A local couple is deciding to invest their lifetime savings of $68,000.00 into a Fijian business. They are considering two businesses. Business A, in the food and beverage (FNB) industry, provides an annual cash income of about $8,000 for 10 years. Business B, in the clothing and textiles industry, provides an annual cash income of $7,500 for 11 years commensurate with their level of investment. If the couple on the other hand decide to leave their lifetime savings into a fixed deposit at their current bank, which is a large international bank, they would get about 1.5 percent per annum. The economy is currently in the expansionary phase of the business cycle. However, it is forecasted that a severe global downturn is expected in 1 years’ time and the resulting recession will last about 1 year thereafter. During the recession, it is expected that cash flows in the FNB industry will fall by 40 percent per annum. In the clothing and textiles industry, it is expected that cash flows will fall by about 35 percent per annum. The general elections are expected to be held in 4 years’ time. Policy changes around taxation could be expected but at present are uncertain

Respuesta :

The formula that can be use to determine the present value of the cash inflows of both alternatives is: PV = CF1/(1+r)^1 + CF2/(1+r)^2 + ... + CFn/(1+r)^n.

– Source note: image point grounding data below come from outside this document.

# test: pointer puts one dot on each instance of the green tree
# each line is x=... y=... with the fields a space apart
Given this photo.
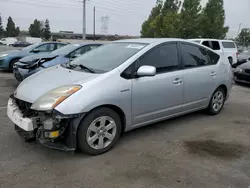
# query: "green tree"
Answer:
x=244 y=37
x=148 y=29
x=46 y=30
x=36 y=29
x=11 y=30
x=1 y=27
x=190 y=19
x=213 y=20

Formula to determine the present value of Cash flow

Using this formula to find the present value(PV) of the cash inflow for the two alternatives;

PV = CF1/(1+r)^1 + CF2/(1+r)^2 + ... + CFn/(1+r)^n.

Where:

PV = Present value

CF =Cash flow

r = Discount rate

n= Number of periods

Therefore the formula is: PV = CF1/(1+r)^1 + CF2/(1+r)^2 + ... +CFn/(1+r)^n.